Act Games, known for its collaborations with top-tier Japanese intellectual properties, such as Hello Kitty and Zoids, is set to begin this digital transition with its latest offering, Zoids Wild Arena. The game, a blockchain trading card game, draws inspiration from the Zoids franchise and is poised to leverage Ronin’s technology to bring a new level of engagement to its sizable fan base. With over three million downloads across their existing titles, Act Games is no stranger to success and hopes to replicate this in the blockchain arena.
The partnership is a fusion of Act Games’ proven track record in creating games that resonate with fans and Sky Mavis’s expertise in blockchain technology. Trung Nguyen, CEO of Sky Mavis, highlighted the importance of integrating web3 technology with established intellectual properties to enhance the gaming experience for devoted fans. Meanwhile, Viggo Chung of ACT Games emphasized the intention to transcend beyond technology, viewing blockchain as an avenue to elevate the gaming experience fundamentally.

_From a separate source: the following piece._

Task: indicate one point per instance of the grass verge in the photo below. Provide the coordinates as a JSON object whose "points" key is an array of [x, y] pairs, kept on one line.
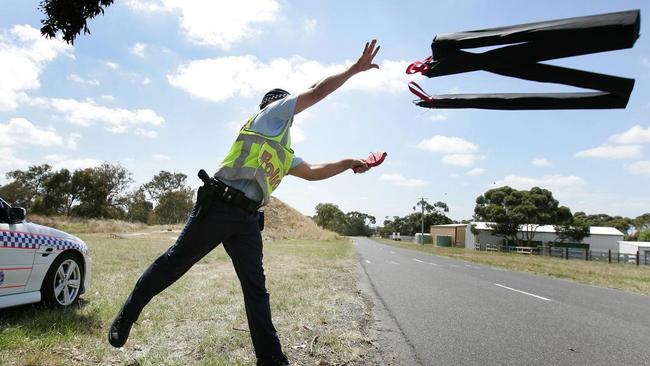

Future Ventures and Player Incentives
Looking ahead, Act Games has set its sights on releasing a new wave of casual games featuring cultural icons like Hello Kitty and Friends, slated for 2024. As an immediate incentive, players who transition to the Ronin wallet in anticipation of the November 8 migration will be rewarded with exclusive Zoids NFTs and a token airdrop. This initiative demonstrates both companies’ commitment to not only bringing games to the blockchain but also ensuring that players are part of the rewarding journey.
A Global Expansion with Exclusions
Zoids Wild Arena is currently undergoing beta testing and will be globally launched with the notable exception of Japan, China, and Korea. This strategic exclusion points to a focused approach to market penetration, perhaps taking into account the unique gaming landscapes and regulatory environments of these countries.